智能体计算图如何优化LLM工作流？2026年最新框架与评估方法

Q: 结构感知评估与传统任务评估有何不同？

结构感知评估不仅关注任务完成度，还补充图级属性（如复杂度）、执行成本、鲁棒性及跨输入的结构变化分析，提供更全面的工作流优化指导。

Agentic Computation Graphs: A Survey on Designing and Optimizing LLM Workflows

摘要

Abstract

大型语言模型（LLM）系统正日益流行，它们通过构建可执行的工作流来完成任务，这些工作流交织了LLM调用、信息检索、工具使用、代码执行、内存更新和验证。本综述回顾了近期设计和优化此类工作流的方法，我们将其视为智能体计算图。我们根据工作流结构何时确定来组织文献，其中“结构”指的是存在哪些组件或智能体、它们如何相互依赖以及信息如何在它们之间流动。这一视角区分了静态方法（在部署前固定可重用的工作流框架）和动态方法（在执行前或执行期间为特定运行选择、生成或修订工作流）。我们进一步沿着三个维度组织先前的工作：结构何时确定、工作流的哪一部分被优化，以及哪些评估信号指导优化（例如，任务指标、验证器信号、偏好或源自执行轨迹的反馈）。我们还区分了可重用的工作流模板可重复使用的工作流设计模式，作为实现图的基础、运行特定的实现图以及执行轨迹，将可重用的设计选择与给定运行中实际部署的结构以及已实现的运行时行为分离开来。最后，我们概述了一种结构感知的评估视角，该视角用图级属性、执行成本、鲁棒性以及跨输入的结构变化来补充下游任务指标。我们的目标是提供一个清晰的词汇表、一个用于定位新方法的统一框架、一个对现有文献更具可比性的视角，以及一个为未来LLM智能体工作流优化工作提供更具可重复性的评估标准。

Large language model (LLM)-based systems are becoming increasingly popular for solving tasks by constructing executable workflows that interleave LLM calls, information retrieval, tool use, code execution, memory updates, and verification. This survey reviews recent methods for designing and optimizing such workflows, which we treat as agentic computation graphs (ACGs). We organize the literature based on when workflow structure is determined, where structure refers to which components or agents are present, how they depend on each other, and how information flows between them. This lens distinguishes static methods, which fix a reusable workflow scaffold before deployment, from dynamic methods, which select, generate, or revise the workflow for a particular run before or during execution. We further organize prior work along three dimensions: when structure is determined, what part of the workflow is optimized, and which evaluation signals guide optimization (e.g., task metrics, verifier signals, preferences, or trace-derived feedback). We also distinguish reusable workflow templates, run-specific realized graphs, and execution traces, separating reusable design choices from the structures actually deployed in a given run and from realized runtime behavior. Finally, we outline a structure-aware evaluation perspective that complements downstream task metrics with graph-level properties, execution cost, robustness, and structural variation across inputs. Our goal is to provide a clear vocabulary, a unified framework for positioning new methods, a more comparable view of existing body of literature, and a more reproducible evaluation standard for future work in workflow optimizations for LLM agents.

引言：从线性链到智能体计算图

Introduction: From Linear Chains to Agentic Computation Graphs

传统上，大语言模型的应用常被视为一个简单的“输入-输出”过程。然而，随着任务复杂度的提升，单一模型调用已不足以应对。现代LLM智能体系统通过将任务分解为一系列步骤，并协调不同的能力模块（如代码解释器、搜索引擎、验证器）来工作。这种由多个组件（节点）及其数据和控制流依赖关系（边）组成的系统，我们称之为智能体计算图。它超越了简单的线性链式思维（CoT），形成了一个动态、可执行的计算网络。
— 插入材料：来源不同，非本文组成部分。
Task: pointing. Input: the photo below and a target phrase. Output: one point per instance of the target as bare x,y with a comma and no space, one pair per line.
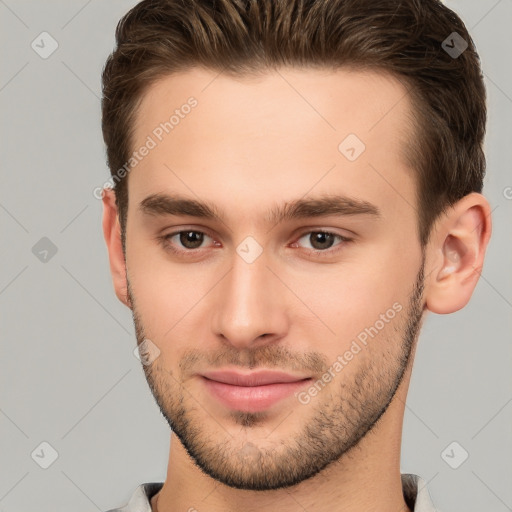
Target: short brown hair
241,37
Traditionally, the application of large language models has often been viewed as a simple "input-output" process. However, as task complexity increases, a single model call is no longer sufficient. Modern LLM agent systems work by decomposing tasks into a series of steps and coordinating different capability modules (such as code interpreters, search engines, verifiers). We refer to such a system, composed of multiple components (nodes) and their data and control flow dependencies (edges), as an Agentic Computation Graph (ACG). It goes beyond simple linear chain-of-thought (CoT) to form a dynamic, executable computational network.

理解、设计和优化这些计算图是构建高效、可靠LLM智能体的核心。本文旨在系统性地梳理相关研究，提供一个清晰的分类框架和分析视角。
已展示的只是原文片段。